A famous model for such sparse representations of documents is SPLADE (https://github.com/naver/splade)
Paper
Came across Efficient Inverted Indexes for Approximate Retrieval over Learned Sparse Representations (https://arxiv.org/pdf/2404.18812) which shows promising benchmarks for KNN search over learned sparse vectors:
Experimental results show average per-query latency in microsecond territory on various sparse embeddings of Ms Marco. Impressively, Seismic outperforms the graph-based winning solutions of the BigANN Challenge by a factor of at least 3.4 at 95% accuracy on Splade and 12 on Efficient Splade, with the margin widening substantially as accuracy increases. Other baselines, including state-of-the-art inverted index-based algorithms, are consistently one to two orders of magnitude slower than Seismic
Figure 3 in the linked paper summarizes the design of the algorithm:
The design of Seismic. Inverted lists are independently partitioned into geometrically-cohesive blocks. Each block is a set of document identifiers with a summary vector. The inner product of a query with the summary approximates the inner product attainable with the documents in that block. The forward index stores the complete vectors (including values).
Learned Sparse Vectors seem to be naturally compatible with inverted indexes, and many aspects of the algorithm are already implemented in Lucene Could we use this for faster KNN search when sparse vectors are used?
What I wonder is: how can Lucene help with this? I feel like we have all the primitives available to enable Splade-style search and retrieval, but maybe there is something missing? IIRC there needs to be a per-term score, but I think we do have the ability to store custom term frequencies and to override similarity in order to do the appropriate combination of these term scores, so I think those are the ingredients needed for this.
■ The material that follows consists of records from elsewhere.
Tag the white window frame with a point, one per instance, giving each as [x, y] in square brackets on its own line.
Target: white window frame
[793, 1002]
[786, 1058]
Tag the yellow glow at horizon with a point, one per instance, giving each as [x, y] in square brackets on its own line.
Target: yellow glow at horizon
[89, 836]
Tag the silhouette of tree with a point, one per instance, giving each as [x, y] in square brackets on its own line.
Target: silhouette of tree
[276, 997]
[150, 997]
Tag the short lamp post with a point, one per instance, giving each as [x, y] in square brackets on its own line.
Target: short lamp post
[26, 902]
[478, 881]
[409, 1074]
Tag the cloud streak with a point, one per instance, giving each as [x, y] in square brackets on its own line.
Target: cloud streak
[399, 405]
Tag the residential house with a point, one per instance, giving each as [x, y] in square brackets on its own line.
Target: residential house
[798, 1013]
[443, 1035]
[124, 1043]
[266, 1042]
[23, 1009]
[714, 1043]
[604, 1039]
Maybe it's a case of trying it and seeing if there are some features it would be helpful to embed in the Lucene layer, or if indeed we can build this "on top"?
There might be a better format than just terms. But I would assume the bipartite graph stuff would help here.
Additionally, I would expect the most benefits to be made at query time. Looking at the newer research out of the splade folks, they are optimizing the query time by adjusting the scoring, not really the storage.
Maybe a better query would be a good first step.
I found this recent paper by well-known people in the IR efficiency space quite interesting: https://arxiv.org/pdf/2405.01117. It builds on inverted indexes and simple/intuitive ideas:
- BP reordering, that Ben alluded to and that Lucene already supports, it naturally clusters documents with similar terms together,
- Block-max WAND, which Lucene supports,
- Anytime ranking on document ordered indexes (https://arxiv.org/pdf/2104.08976), ie. ranking ranges of doc IDs that have the best impact scores first in order to optimize pruning. Something Lucene doesn't support at the moment but that look doable and generally useful.
- Unsafe top-k search via termination conditions and skipping blocks that are barely more competitive than the current top-k-th hit.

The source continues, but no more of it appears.